Солдаты не утруждают себя досмотром багажа. Мои отпускники везут в родной фатерланд столько барахла, что на перетряхивание ушла бы целая неделя. Естественно, что и фибровое чудовище (его я забрал в Париже из камеры хранения) не удостаивается внимания. Тонкие перчатки взлетают к козырькам: «Можете пока погулять. Но не отходите далеко…» Майор принимает предложение сына выйти и размяться. Наблюдаю в окно, как они размахивают руками и приседают по системе Мюллера. Нет, эти не сомневаются ни в чем. Для лейтенанта война — короткий марш во Францию и сладкие победы над бульварными шлюхами; для папаши — хорошее белье, фарфор, двойное жалованье и ценности, захваченные у побежденных.
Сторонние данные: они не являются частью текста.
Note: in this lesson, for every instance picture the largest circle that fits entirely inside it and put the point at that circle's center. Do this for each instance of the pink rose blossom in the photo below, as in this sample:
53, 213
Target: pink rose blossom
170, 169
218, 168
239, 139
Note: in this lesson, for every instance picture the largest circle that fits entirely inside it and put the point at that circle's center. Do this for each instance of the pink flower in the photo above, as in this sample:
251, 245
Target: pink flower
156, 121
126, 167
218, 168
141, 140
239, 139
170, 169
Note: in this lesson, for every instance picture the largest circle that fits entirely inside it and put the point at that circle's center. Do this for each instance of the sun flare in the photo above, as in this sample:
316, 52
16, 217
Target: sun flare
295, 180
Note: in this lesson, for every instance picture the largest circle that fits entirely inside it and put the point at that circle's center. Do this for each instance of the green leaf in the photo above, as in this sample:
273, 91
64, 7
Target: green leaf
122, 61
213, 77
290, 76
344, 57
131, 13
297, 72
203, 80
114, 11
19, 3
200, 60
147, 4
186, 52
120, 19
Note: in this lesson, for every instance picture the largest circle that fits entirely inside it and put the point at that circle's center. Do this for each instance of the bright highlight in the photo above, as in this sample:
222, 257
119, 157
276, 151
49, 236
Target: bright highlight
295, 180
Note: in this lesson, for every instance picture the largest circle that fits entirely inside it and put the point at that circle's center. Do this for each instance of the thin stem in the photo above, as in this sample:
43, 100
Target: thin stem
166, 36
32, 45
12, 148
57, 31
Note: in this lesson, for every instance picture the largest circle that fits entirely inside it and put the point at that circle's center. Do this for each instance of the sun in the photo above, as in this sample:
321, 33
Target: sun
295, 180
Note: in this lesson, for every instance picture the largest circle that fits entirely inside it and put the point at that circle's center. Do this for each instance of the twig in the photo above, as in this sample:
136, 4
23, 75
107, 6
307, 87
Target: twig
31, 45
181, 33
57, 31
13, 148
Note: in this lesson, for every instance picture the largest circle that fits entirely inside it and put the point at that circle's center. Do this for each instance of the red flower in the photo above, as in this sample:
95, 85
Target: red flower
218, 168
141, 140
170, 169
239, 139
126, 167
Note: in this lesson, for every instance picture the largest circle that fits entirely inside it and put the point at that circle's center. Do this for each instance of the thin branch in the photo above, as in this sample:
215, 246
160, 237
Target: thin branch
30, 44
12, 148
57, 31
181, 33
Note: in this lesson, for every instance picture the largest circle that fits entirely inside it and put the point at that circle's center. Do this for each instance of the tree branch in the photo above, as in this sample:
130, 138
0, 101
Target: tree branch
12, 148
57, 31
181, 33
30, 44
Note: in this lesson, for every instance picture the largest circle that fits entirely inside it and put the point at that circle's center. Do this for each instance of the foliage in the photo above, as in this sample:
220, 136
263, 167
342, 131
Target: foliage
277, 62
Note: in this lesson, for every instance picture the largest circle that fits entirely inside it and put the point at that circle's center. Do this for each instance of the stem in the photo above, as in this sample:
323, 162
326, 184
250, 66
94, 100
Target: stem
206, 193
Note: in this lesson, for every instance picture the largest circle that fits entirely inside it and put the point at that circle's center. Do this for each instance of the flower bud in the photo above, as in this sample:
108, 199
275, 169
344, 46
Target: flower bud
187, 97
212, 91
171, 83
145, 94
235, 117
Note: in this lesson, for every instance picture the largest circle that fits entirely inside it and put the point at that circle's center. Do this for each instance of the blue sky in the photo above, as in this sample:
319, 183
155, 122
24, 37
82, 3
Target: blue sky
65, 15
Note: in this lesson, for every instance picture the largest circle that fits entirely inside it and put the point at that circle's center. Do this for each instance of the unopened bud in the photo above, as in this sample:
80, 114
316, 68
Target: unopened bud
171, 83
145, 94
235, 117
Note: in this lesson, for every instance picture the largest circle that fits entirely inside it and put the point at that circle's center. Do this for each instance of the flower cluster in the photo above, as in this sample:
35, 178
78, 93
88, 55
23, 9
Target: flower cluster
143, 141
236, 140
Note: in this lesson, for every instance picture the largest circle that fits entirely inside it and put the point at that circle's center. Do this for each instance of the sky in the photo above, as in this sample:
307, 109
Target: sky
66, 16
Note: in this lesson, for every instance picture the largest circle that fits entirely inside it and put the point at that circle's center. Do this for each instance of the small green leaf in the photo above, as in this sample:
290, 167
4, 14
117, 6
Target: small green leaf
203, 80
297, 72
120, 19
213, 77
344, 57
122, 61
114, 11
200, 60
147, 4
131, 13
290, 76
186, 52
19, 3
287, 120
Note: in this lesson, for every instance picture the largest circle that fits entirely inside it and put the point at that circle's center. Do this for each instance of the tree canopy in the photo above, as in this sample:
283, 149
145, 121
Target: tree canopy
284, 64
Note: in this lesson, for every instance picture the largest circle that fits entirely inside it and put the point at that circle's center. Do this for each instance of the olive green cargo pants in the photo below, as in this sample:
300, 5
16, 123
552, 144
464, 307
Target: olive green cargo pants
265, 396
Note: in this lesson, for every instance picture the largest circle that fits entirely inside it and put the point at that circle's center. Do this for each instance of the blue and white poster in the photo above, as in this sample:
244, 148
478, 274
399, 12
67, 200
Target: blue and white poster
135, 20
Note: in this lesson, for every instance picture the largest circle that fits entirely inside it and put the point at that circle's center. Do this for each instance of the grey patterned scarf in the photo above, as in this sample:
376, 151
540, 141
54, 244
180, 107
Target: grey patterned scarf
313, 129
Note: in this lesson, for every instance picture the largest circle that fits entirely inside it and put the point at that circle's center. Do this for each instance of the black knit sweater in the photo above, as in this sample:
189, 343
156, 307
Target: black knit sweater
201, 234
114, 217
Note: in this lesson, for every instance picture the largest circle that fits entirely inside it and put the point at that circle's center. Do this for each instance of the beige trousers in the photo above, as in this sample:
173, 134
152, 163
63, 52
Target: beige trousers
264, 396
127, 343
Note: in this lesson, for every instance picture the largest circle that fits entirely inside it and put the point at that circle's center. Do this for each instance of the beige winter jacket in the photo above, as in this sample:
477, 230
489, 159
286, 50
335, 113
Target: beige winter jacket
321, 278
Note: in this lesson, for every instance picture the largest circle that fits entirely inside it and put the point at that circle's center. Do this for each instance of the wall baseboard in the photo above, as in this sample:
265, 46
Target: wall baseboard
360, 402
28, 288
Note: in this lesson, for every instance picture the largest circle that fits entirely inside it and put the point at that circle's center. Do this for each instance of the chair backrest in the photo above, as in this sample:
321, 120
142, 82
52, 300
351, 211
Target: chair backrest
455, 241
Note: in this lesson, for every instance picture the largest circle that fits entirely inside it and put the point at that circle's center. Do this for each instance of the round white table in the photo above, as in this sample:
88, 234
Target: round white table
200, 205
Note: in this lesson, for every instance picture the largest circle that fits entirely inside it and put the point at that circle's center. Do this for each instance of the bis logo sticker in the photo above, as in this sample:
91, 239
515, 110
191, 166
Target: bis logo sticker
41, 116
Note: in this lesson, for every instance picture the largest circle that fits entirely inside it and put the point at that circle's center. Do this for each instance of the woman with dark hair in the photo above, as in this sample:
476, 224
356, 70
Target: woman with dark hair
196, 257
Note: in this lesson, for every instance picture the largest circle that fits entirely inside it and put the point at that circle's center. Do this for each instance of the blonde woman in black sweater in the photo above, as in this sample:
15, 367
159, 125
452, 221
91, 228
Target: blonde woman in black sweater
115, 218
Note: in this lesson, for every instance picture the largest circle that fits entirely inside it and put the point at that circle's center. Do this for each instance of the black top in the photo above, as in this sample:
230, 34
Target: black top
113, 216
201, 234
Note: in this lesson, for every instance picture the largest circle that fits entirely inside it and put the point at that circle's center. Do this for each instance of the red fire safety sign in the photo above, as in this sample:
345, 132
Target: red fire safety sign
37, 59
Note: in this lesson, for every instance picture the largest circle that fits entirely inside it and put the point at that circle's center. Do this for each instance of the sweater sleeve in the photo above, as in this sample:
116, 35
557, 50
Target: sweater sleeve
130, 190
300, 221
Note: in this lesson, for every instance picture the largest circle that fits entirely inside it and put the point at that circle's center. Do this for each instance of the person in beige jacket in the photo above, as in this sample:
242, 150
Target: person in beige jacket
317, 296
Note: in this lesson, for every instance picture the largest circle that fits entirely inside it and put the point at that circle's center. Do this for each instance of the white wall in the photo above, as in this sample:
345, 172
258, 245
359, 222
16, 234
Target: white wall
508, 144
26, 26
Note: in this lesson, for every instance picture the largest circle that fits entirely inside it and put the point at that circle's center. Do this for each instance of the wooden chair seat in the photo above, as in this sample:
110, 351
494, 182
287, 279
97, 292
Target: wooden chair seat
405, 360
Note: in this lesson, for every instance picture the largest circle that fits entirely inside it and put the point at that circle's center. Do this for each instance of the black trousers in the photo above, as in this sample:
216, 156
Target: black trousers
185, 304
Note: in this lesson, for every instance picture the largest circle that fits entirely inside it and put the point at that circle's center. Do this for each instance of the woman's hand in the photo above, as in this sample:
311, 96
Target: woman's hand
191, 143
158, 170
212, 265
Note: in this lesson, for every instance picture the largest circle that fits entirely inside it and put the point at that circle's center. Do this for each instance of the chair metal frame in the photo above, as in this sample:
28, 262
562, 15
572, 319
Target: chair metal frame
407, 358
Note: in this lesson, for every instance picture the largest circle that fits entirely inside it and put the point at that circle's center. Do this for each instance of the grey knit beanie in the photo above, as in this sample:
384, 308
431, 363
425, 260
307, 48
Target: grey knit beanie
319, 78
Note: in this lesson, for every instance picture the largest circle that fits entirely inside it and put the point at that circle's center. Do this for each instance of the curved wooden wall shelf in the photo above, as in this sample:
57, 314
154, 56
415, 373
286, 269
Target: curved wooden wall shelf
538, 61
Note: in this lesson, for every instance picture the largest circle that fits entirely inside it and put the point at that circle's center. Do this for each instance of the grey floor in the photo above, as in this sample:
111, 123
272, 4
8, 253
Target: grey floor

Редкий случай: когда Слави Багрянов, пользуясь отсутствием посторонних, позволяет себе думать о том, о чем хочет. Мысли человека и его лицо слишком тесно связаны, а физиономия Слави — незамутненное зеркало его простодушной и преданной интересам коммерции души. Война и политика существуют для таких, как он, только в одном аспекте — деловом… К приходу немцев у меня беспечный вид и огромный бутерброд в руках. Ветчина смазанная пфальцской горчицей, на пышном ломте хлеба — что может быть более изумительным?
От границы идем по расписанию, часто и ненадолго останавливаясь у беленьких вокзальчиков. Они однолики, словно яйца от одной курицы, и различаются надписями на вывесках. Не сразу привыкаю к готическому шрифту и солдатским шеренгам кустарника по краям платформ. Порядок и аккуратность. Аккуратность и порядок.
Майор и лейтенант спят, расстегнув воротнички и приспустив форменные галстуки. У майора даже во сне значительное и важное лицо. Как ему это удается?
Спать сидя я не умею. Приваливаюсь к жестковатой коленкоровой спинке и пытаюсь дремать. Пасмурно. Собирается дождь. Ненавижу мелкий дождь.
В Париже я пробыл не дольше трех часов. На вокзальной почте получил конверт до востребования, оставленный обязательным Гастоном, достал из него квитанцию на чемодан, купил билет — и оревуар, Пари! При этом меня все время сопровождало противное ощущение, что месье Каншон вертится где-то рядом на перроне, надзирая за моим отбытием. Это была, разумеется, игра воображения; я точно знал, что Каншон не посмеет показаться на глаза, но тем не менее чувствовал я себя прескверно. После Монтре и одиночки мне изменяет выдержка.